Welche Art von Konsument sind Sie?

Markus Kellenberger | Dienstag, 31.05.2011

Erinnern Sie sich noch an die gute alte PTT? Den Hörer abheben, die Wählscheibe drehen, telefonieren, Ende Monat die Rechnung bezahlen. Dann wurde die PTT privatisiert, der Markt geöffnet, ob den tieferen Preisen gejubelt, der Telekommunikationsanbieter frei gewählt. Seither checken zigtausende von Konsumentinnen und Konsumenten jährlich zwecks Kostenoptimierung, ob sie Wenignutzer mit Internet, Wenignutzer ohne Internet, Durchschnittsnutzer mit Internet, Durchschnittsnutzer ohne Internet, Vielnutzer mit Internet, Vielnutzer ohne Internet. Gleichzeitig gilt es zu klären, ob man als Privat- oder Geschäftskunde telefonieren möchte. Sind diese Fragen geklärt, geht es an die Wahl des Telekommunikationsanbieters. Swisscom oder Sunrise, M-Budget oder Aldi, Coop oder Orange, oder XY oder YX. Wer dem unverständlichen Geschwafel der meist extrem jungen Telekom-Verkäufern in den vielen Shops (Nummer gezogen?) nicht zuhören mag, vergleicht stundenlang auf www.comparis.ch. Am Schluss hat er ein Abo und kann damit – telefonieren.
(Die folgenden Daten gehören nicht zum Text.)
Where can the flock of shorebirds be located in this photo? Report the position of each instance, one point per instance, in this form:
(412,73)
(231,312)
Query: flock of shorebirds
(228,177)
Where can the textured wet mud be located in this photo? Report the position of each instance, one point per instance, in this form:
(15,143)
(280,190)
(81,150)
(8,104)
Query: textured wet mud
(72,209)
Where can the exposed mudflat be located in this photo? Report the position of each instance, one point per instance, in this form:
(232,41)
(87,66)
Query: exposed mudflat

Erinnern Sie sich an die gute alte SBB? Am Schalter sagen, wohin man möchte, zahlen und Billett entgegennehmen, einsteigen, am Zielort ankommen. Die SBB sind zwar noch nicht privatisiert, aber nah dran. Denn: Nicht der Kluge fährt im Zuge, sondern der Oberschlaue. Wann will man fahren, wohin und über welche Strecke, zu welcher Zeit, an welchem Tag, mit welchen Zusatzdiensten, mit welcher Art von Zug und eventuell auch noch mit wem. Nur wer genau weiss, was er will und im Internet vorgängig auch bei anderen europäischen Bahnunternehmen vorrecherchiert, bekommt das Billett, das er wirklich braucht – und das möglicherweise zum günstigsten Preis.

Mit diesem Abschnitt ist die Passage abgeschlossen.